Seberapa besar pemahaman seseorang tentang diagnosis mereka, serta penjelasan yang mereka terima dari terapis, juga dapat memengaruhi kesiapan mereka menghadapinya.

“Penjelasan yang kurang memadai bisa bikin seseorang panik memikirkannya,” terang Evan Lieberman, terapis yang menangani masalah kejiwaan dan kecanduan di Minnesota. Stres akibat kepikiran dapat memperburuk gejala mereka.

Begitu pula dengan tiadanya terapi atau intervensi yang memadai. Seseorang akan kebingungan gimana mereka harus mengatasi kondisi psikisnya. “Mereka didiagnosis mengalami gangguan kejiwaan ini, tapi mereka tidak mengerti langkah apa yang harus diambil jika menanganinya sendirian. Ibaratnya kayak mendiagnosis pasien nyeri punggung, tapi tidak diberi pengobatan sampai sembuh,” Lieberman melanjutkan.

Iklan

Selain itu, ada kemungkinan orang merasa punya gejala tertentu setelah baca-baca dari Google. Menurut Lieberman, anak remaja yang mendiagnosis dirinya sendiri lebih berisiko menunjukkan gejala yang sebenarnya tidak pernah mereka miliki. Konten TikTok semacam “Things you didn’t know were ADHD” atau “Signs you’re depressed” bisa berbahaya apabila disajikan sembarangan tanpa bimbingan ahlinya.

Orang cenderung merasa lebih lega setelah mengetahui ada alasan lain di balik kebiasaan “anehnya”, bahwa semua yang mereka rasakan bisa terjadi karena mengalami depresi, ADHD, atau gangguan kejiwaan lainnya.
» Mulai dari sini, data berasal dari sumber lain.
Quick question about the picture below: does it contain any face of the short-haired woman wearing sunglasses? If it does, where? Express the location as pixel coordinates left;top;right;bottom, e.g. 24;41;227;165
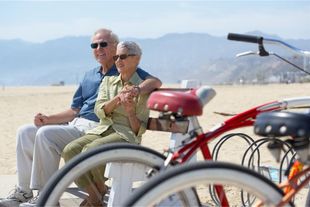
113;47;140;74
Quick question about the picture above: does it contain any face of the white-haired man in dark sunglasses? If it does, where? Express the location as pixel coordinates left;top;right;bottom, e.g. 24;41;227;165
92;33;116;65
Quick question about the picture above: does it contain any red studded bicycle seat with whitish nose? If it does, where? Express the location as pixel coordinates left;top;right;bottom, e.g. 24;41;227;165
147;87;215;116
“Banyak pengidap ADHD sulit mengikuti proses pembelajaran, memenuhi tanggung jawab dan mengelola emosi mereka. Gejala-gejala ini tak jarang membuat mereka merasa bodoh, bersalah atau bahkan menyerah,” jelas Lieberman. “Diagnosis dapat mengurangi beban mental, dan mereka bisa berhenti menyalahkan diri. Saya kemudian memberi mereka harapan masih ada pengobatan efektif.”

Kondisi psikis akan semakin parah jika terus dibiarkan. Maka dari itu, penting bagi kita mencari bantuan yang tepat setelah mendapat diagnosis.

“Ketika kamu didiagnosis mengalami gejala tertentu oleh ahlinya, kamu juga harus mendapatkan penanganan berkelanjutan sesuai yang kamu butuhkan,” Lieberman berujar.

Kamu bahkan dapat berkonsultasi ke tempat lain untuk memastikan tidak salah diagnosis. 

“Saya menganjurkan cari pendapat lain bila diagnosis atau pengobatannya terdengar kurang masuk akal. Kami para praktisi wajib memberi penjelasan sedetail mungkin supaya pasien mudah memahami apa yang harus mereka lakukan terkait masalahnya,” pungkasnya.